There are three types of kurtosis:

Mesokurtic: This is the profile that corresponds to a normal distribution; the excess is usually around zero (i.e. it will have kurtosis of +/-3).

Leptokurtic: This exhibits a positive excess, with large amounts to data points on either side of the data, indicating the possibility of extreme outlier results in either direction. (Positive and negative).

Platykurtic: This distribution shows negative values, with flat tails (i.e. only a small number of outliers in the data set).

Kurtosis

Using Kurtosis In Trading

In finance, a large degree of kurtosis might imply large investment risk, as results may include higher than normal probabilities of both extreme profits AND losses, which would tend to suggest higher return volatility.

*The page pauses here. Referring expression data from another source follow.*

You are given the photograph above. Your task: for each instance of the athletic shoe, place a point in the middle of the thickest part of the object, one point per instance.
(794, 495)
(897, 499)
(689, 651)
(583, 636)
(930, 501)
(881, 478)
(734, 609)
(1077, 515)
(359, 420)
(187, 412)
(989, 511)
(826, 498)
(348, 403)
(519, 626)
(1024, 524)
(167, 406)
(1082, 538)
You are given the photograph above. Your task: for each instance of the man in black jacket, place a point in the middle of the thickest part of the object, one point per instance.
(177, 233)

A low kurtosis would imply much lower probabilities of large gains or losses.

If the dataset has skew, then one already knows that the distribution has kurtosis, which also means that estimating Standard Deviations or Variance of data via sampling becomes less precise.

The greater the kurtosis, the less useful the results of any sampling of the data will be.

It is also important to note that kurtosis concentrates exclusively on the extremes (or tails) of a distribution and thus has nothing to say about the peaks of a distribution (which are normally found in the middle of the dataset).

There may be a correlation between the tails and the peak of data, but it is not direct and thus the latter cannot be accurately predicted from the former.